Child Support

  1. What is Support? Both parents have a legal duty to support their child or children according to their earnings or earning capacity. Generally, the basic child support payments are for the ordinary expenses of food, shelter, clothing, and usual and customary expenses. In a given appropriate case, other expenses which are usual and reasonable may be Ordered to be paid, like private school tuition, summer camp, sports or music lessons, therapies, and other expenses not contemplated within the basic support obligations.
  2. How is a Support Order Determined? When parents separate (or do not live together), and one party files for child support against the other parent, a court is required to enter an order for support (almost always) against the parent with less or equal physical custody. Support orders are entered either by agreement or the decision will be made by a Support Master or a Judge.
  3. How is the Amount of Support Determined? Guidelines. The Offices of Domestic Relations and the Courts in Pennsylvania follow the statutory support guidelines. A matrix shows what the support should be for a certain number of children, based on the total net monthly income of both parties. The support obligation is then calculated based on the percentage that the obligor’s (the one paying support) income bears to the entire income of both.
  4. How is income defined? Income takes many forms. This may include any form of payment due to and collectible by an individual regardless of the source. The sources of income could be:
    • a. Net Income: Gross income minus taxes and other required deductions;
    • b. Bonuses;
    • c. Fees;
    • d. Commissions;
    • e. Income from a Business
    • f. Income from the sale of property;
    • g. Interest;
    • h. Rents;
    • i. Royalties;
    • j. Dividends;
    • k. Annuities;
    • l. Income form life insurance/endowment contracts;
    • m. 401(k), IRA’s, Roth IRA’s, Pensions;
    • n. Military, Railroad, Employment, Social Security Benefits;
    • o. Distributions from Partnerships;
    • p. Income from an estate or trust;
    • q. Money paid to you by someone who owed you a debt;
    • r. Disability benefits: temporary and permanent;
    • s. Worker’s Compensation;
    • t. Unemployment compensation;
    • u.

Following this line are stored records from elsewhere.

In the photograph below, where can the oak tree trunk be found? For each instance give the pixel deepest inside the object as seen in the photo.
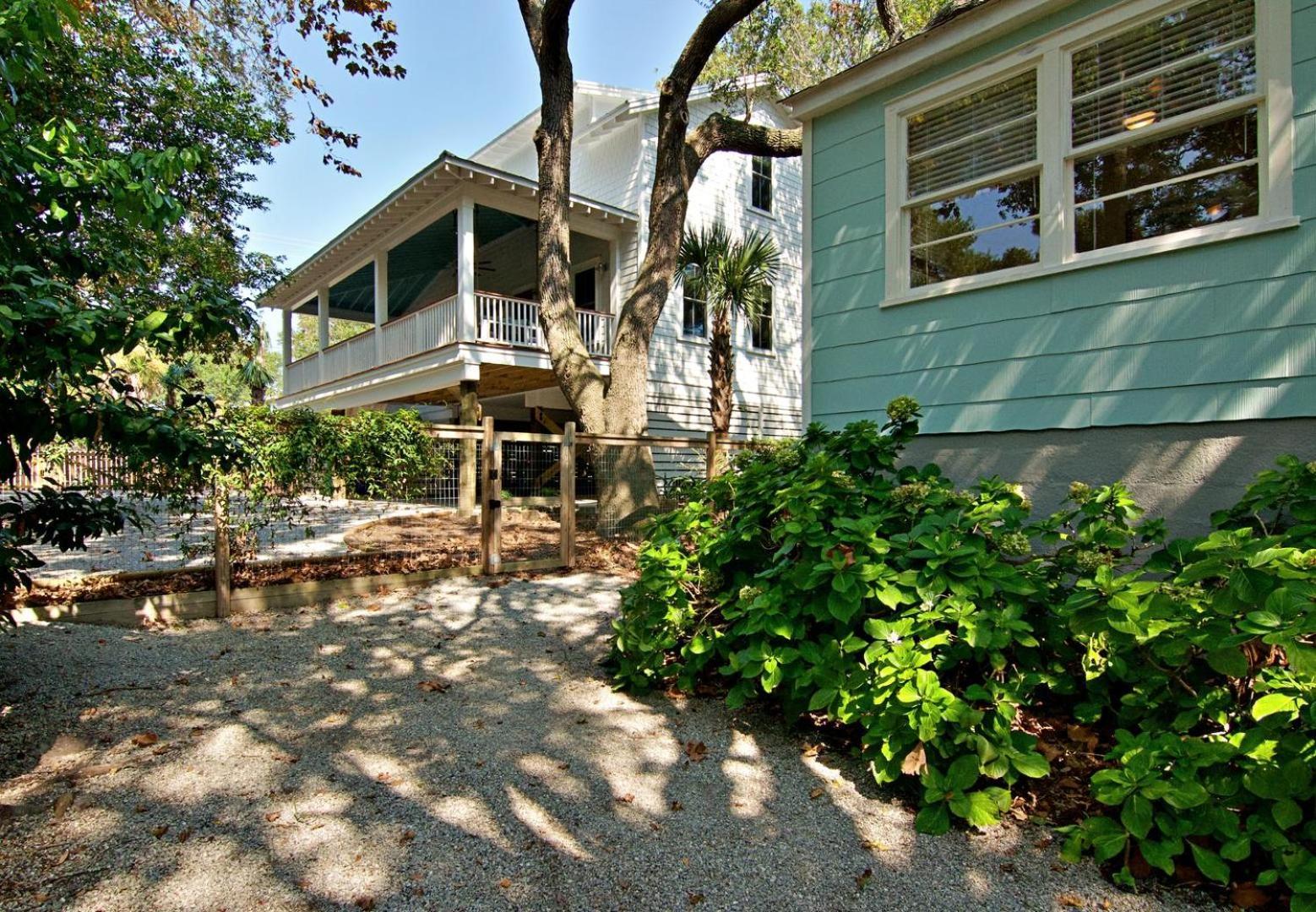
(619, 404)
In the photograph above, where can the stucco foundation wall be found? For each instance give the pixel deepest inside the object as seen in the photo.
(1181, 471)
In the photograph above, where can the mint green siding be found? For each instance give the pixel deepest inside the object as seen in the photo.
(1212, 334)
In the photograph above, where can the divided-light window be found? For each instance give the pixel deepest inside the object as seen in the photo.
(1162, 131)
(1166, 71)
(973, 183)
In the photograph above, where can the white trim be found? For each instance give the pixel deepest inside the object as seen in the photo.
(1052, 57)
(807, 280)
(1194, 237)
(920, 53)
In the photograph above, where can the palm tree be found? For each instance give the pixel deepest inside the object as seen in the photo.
(256, 377)
(729, 277)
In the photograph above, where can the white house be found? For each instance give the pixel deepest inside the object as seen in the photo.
(441, 274)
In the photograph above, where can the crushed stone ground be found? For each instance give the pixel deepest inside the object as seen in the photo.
(448, 747)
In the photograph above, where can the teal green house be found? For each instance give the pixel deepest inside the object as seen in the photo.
(1080, 233)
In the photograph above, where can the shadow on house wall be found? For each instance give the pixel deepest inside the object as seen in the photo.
(1179, 471)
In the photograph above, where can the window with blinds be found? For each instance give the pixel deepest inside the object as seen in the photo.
(973, 183)
(1125, 128)
(1170, 110)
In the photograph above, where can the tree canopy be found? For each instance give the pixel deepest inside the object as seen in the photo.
(797, 44)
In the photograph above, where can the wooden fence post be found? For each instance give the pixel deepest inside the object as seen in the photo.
(491, 502)
(223, 558)
(712, 468)
(568, 487)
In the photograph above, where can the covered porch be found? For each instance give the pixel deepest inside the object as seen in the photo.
(441, 280)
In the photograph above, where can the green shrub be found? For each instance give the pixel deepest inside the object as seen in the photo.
(825, 575)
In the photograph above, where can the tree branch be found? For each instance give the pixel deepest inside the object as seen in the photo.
(708, 33)
(724, 133)
(889, 19)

Money/Lump Sum Rewards (such as the lottery);
    • v. Income Tax Refunds;
    • w. Insurance Compensation/Settlements;
    • x. Legal Verdicts or Awards;
    • y. Any form of payment due and collectible by an individual regardless of source.
  5. What is usually contained in a Support Order? Basic child support; possibly private school tuition, summer camp expenses, lessons, therapy, and similar expenses, if reasonable and customary.
  6. Does this mean I have to pay for college if my child is over Age 18? Not in Pennsylvania. A parent is not obligated to pay for college, unless the parent has agreed to do so in a written agreement, or an agreement which has been put, by agreement, into a Court Order.
  7. What about Medical Insurance and Healthcare Costs? Usually, one parent is Ordered to provide health care coverage. Both parents contribute to the cost of this, usually, according to their respective net monthly incomes. If neither parent has health insurance available, the court may order one parent to obtain health insurance at a reasonable cost, and for the parents to share the cost on a pro rata basis according to income.
  8. What about the costs not covered by insurance? Usually, the uncovered, reasonable bills are shared according to a percentage basis set forth in the Court Order. However, they may be restrictions, such as, that the child must be taken to a participating provider within the network of the health insurance.
  9. Is payment of child support tax deductible? Generally, No.
  10. What happens if I don’t pay the support? Typically, an enforcement action will be filed against the non – paying parent, by the other parent or the Domestic Relations office. Beware….the Court is permitted to publish the names of delinquent payers, under certain circumstances, in newspapers of general or special circulation. Further, a non – paying parent can be sued for contempt and if found in contempt of the Support Order by the Court, then, after a hearing, going to jail can be Ordered.